Related to the original post, I see this a lot from simmers, and I'm not sure where it comes from.

When I see people write the modes like this, it seems that people think that it's a mode that "locks on" to a VOR (it's even clearer when people speak it as "VOR lock"). The mode is technically a VOR radial hold, or a LOCalizer hold. They both function on the same principle of tracking a lateral path, either a VOR or a LOCalizer, ergo the mode is called VOR/LOC. To be clearer, it is a VOR or a LOC tracking mode. It's a semantic point, but I think it's an important one: it's there to handle VORs or LOCs to track a signal, providing lateral deviation information, coming from a station in a fixed location on the ground.

1) The green arrow points to the VOR, and is called a bearing pointer (and in this case, a VOR pointer, since it points to a VOR and not an NDB).
2) The dashed magenta line is the heading leader. It runs from the nose of the plane symbol (the triangle) to the outer arc where the heading bug is currently set. In this case, it's actually 045 (see your MCP Heading window).

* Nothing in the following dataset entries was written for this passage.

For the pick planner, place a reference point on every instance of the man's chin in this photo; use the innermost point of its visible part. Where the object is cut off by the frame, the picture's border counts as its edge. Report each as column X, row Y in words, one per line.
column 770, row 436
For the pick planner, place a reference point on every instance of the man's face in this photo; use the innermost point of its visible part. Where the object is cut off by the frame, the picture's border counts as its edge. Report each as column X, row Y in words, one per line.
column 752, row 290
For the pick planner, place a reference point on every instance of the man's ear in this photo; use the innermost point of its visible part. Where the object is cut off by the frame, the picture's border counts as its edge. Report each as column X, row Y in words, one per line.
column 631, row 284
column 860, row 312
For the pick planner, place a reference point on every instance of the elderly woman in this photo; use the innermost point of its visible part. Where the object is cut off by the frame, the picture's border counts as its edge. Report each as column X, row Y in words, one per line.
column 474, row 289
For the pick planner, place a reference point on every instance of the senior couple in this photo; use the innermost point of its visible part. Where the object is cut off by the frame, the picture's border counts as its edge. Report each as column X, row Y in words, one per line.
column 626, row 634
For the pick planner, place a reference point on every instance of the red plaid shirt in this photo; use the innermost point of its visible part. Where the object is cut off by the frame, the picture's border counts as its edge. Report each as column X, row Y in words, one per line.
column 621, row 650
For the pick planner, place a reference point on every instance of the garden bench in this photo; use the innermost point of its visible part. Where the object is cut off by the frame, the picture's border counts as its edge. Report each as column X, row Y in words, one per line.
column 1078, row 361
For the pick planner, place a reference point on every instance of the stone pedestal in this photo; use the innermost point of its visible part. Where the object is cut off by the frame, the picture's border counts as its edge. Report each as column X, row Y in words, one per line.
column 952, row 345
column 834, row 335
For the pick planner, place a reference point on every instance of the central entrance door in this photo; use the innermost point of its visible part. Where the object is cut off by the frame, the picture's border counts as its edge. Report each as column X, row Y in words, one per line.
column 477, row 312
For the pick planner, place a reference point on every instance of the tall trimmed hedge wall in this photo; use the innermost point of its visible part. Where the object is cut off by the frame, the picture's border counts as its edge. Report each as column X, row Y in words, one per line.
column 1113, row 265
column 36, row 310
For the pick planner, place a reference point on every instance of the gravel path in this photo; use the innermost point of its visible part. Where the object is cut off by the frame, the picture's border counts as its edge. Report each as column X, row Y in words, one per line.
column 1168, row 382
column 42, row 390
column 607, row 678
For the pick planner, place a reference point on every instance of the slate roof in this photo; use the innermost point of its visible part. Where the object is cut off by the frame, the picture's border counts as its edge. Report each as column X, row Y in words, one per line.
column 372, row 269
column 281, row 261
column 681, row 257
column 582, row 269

3) The location is shown on the ND as the hexagon with three boxes on the sides (and the dashed green line coming out of it, showing that your course is set to 135 on the MCP).
4) If you'd like, sure.
5) You can use VOR mode (VOR/LOC button) on the AP to track towards it, but you need to set the course first. In your case, you'd need to set the course to about 045, and then hit the VOR/LOC button.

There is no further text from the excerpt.